Controlling Data Flow, Where to Put Scenery Files on the Hard Disk

The basics of coordinate systems, graphics elements, and constructing and building BGL files are all covered in topics included in this SDK. The focus of this topic is a brief outline of file types and where to put the files once you've created them.

Four basic file types contain the scenery in Flight Simulator:

BGL files contain object and seed scenery design as well as navaids, communication, and other miscellaneous information.

Many BGL object commands use textures to fill in surface areas (for example, textured polygons). Texture files usually have the extension .r8, signifying rectangular, 8-bit texture. These files contain 256 x 256-pixel textures with 8-bit color, resulting in files that are 65,536 bytes long (64K). Although these files are usually called .r8 files, they can be called anything because the BGL command that uses them must specify the file name of the desired texture. Seeds use textures, as well. These 64K, 8-bit textures use the extensions .r8 (farm.r8), .0 (coast3.0), and .1 (coast3.1).

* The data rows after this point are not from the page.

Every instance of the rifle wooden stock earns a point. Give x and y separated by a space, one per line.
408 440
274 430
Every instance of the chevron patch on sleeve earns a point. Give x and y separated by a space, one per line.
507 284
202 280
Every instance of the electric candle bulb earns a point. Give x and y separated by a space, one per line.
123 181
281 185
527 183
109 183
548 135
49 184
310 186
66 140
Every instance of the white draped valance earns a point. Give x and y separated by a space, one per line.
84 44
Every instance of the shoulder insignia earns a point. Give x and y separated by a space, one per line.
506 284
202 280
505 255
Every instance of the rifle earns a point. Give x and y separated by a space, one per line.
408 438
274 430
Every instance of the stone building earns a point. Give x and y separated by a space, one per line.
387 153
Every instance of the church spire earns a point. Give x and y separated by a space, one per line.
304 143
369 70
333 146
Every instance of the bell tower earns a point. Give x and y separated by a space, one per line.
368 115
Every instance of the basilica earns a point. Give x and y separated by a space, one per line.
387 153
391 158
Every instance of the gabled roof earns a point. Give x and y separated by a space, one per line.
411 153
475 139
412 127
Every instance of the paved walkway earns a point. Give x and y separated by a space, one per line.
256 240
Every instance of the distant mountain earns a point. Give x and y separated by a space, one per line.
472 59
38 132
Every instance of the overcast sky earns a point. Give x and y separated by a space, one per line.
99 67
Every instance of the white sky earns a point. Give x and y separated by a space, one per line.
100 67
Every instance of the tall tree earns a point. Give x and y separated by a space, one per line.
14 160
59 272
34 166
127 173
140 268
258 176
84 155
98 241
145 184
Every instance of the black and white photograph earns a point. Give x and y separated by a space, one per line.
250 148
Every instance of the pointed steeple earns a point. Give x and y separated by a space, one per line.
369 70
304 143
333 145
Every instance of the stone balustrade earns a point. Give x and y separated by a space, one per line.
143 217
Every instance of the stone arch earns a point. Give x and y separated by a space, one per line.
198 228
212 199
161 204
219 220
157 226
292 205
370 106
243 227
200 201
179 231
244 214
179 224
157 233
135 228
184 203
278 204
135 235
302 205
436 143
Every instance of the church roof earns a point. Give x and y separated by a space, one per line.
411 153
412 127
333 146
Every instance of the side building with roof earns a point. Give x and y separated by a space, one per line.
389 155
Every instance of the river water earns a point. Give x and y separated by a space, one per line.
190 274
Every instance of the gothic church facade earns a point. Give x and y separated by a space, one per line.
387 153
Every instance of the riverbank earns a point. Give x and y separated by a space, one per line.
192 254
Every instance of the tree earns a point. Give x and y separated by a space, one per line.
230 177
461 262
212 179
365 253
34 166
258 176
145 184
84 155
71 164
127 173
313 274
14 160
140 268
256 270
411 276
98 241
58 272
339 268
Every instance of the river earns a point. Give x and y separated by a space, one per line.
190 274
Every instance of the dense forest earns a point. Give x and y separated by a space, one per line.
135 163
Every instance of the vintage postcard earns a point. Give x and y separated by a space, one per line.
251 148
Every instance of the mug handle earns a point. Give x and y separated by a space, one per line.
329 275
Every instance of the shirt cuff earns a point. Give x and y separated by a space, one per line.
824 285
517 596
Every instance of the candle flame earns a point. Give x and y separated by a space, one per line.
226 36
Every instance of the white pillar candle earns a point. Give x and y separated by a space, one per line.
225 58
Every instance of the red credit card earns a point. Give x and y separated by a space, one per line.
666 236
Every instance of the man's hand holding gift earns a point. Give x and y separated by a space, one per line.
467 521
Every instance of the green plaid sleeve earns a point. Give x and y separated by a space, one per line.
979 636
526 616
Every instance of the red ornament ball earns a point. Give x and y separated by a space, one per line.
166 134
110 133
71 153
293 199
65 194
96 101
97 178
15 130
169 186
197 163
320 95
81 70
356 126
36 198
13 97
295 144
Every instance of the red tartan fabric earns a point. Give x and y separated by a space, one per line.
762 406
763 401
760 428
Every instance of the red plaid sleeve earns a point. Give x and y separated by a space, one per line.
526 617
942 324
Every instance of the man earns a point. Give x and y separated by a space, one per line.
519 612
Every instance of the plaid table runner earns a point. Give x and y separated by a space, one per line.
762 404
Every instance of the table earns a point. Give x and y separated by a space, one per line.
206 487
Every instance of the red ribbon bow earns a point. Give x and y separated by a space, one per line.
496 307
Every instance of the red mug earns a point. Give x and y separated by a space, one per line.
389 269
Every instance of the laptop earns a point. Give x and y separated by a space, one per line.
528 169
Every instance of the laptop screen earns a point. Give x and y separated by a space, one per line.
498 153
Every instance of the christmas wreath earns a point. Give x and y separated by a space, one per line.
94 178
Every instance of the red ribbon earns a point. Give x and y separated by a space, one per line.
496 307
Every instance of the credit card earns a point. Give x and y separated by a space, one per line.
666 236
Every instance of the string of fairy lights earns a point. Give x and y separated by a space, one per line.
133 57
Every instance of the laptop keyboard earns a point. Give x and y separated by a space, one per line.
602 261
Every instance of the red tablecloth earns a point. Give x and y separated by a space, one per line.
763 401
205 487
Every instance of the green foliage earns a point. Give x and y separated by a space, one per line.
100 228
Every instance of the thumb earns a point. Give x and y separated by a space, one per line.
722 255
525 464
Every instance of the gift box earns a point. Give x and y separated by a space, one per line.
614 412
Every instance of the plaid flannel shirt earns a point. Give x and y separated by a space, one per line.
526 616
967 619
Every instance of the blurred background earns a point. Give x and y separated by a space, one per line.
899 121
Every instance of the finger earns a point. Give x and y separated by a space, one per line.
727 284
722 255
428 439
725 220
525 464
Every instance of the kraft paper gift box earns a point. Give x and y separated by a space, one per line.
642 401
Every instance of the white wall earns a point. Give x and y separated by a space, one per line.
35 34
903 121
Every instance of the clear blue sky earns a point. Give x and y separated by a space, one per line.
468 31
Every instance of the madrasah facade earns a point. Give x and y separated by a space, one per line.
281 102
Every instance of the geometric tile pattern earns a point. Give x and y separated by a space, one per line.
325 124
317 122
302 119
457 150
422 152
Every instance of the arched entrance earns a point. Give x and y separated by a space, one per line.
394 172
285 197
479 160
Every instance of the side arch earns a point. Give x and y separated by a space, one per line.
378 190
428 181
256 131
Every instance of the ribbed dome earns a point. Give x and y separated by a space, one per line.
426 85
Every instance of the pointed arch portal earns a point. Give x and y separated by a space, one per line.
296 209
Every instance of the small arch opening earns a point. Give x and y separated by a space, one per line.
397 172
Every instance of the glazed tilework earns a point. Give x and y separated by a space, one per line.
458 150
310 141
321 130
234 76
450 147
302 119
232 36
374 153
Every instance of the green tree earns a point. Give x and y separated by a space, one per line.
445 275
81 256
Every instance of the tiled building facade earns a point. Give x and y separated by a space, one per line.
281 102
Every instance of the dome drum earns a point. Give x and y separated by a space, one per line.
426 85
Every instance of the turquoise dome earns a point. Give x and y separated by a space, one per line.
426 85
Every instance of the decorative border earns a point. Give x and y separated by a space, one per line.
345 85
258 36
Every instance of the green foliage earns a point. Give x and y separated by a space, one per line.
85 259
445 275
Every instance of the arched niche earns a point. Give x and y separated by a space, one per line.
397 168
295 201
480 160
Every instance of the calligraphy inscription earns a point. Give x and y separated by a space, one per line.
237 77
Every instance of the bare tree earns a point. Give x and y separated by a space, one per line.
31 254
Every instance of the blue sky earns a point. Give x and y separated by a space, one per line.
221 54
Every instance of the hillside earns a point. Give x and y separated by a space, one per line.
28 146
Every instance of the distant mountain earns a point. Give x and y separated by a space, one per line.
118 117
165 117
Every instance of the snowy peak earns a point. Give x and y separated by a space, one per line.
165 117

Designing scenery, control panels, and other elements using only 256-colors is a real challenge. Because scenery varies so widely from area to area, BGL was designed so the 256-colors could be changed from area to area; that is, each area can have a color palette that is appropriate to that area. The .pal file specifies what these colors are. Each .pal file consists of 256, 3-byte RGB triplets, resulting in a file size of 768 bytes.

As colored objects move into the distance, their colors must fade toward gray to create haze effects. The haze tables correspond to a .pal file and contain 16 haze colors that you can apply to "fade out" the 256 palette colors. Haze files are 4096 bytes long.

The following snapshot of the Flight Simulator directory structure illustrates where you should put your .bgl, .r8 , .pal, and .haz files.

FltSim5\Situation
Videos
Aircraft
Pilots
Scenery (.bgl files go here)
Panels
Textures (.r8, .pal, and .haz files go here)
Sound

By putting your scenery and texture files in the directories shown in the preceding example, you ensure that your files will be "seen" by the BGL graphics system and that your scenery will be displayed in Flight Simulator.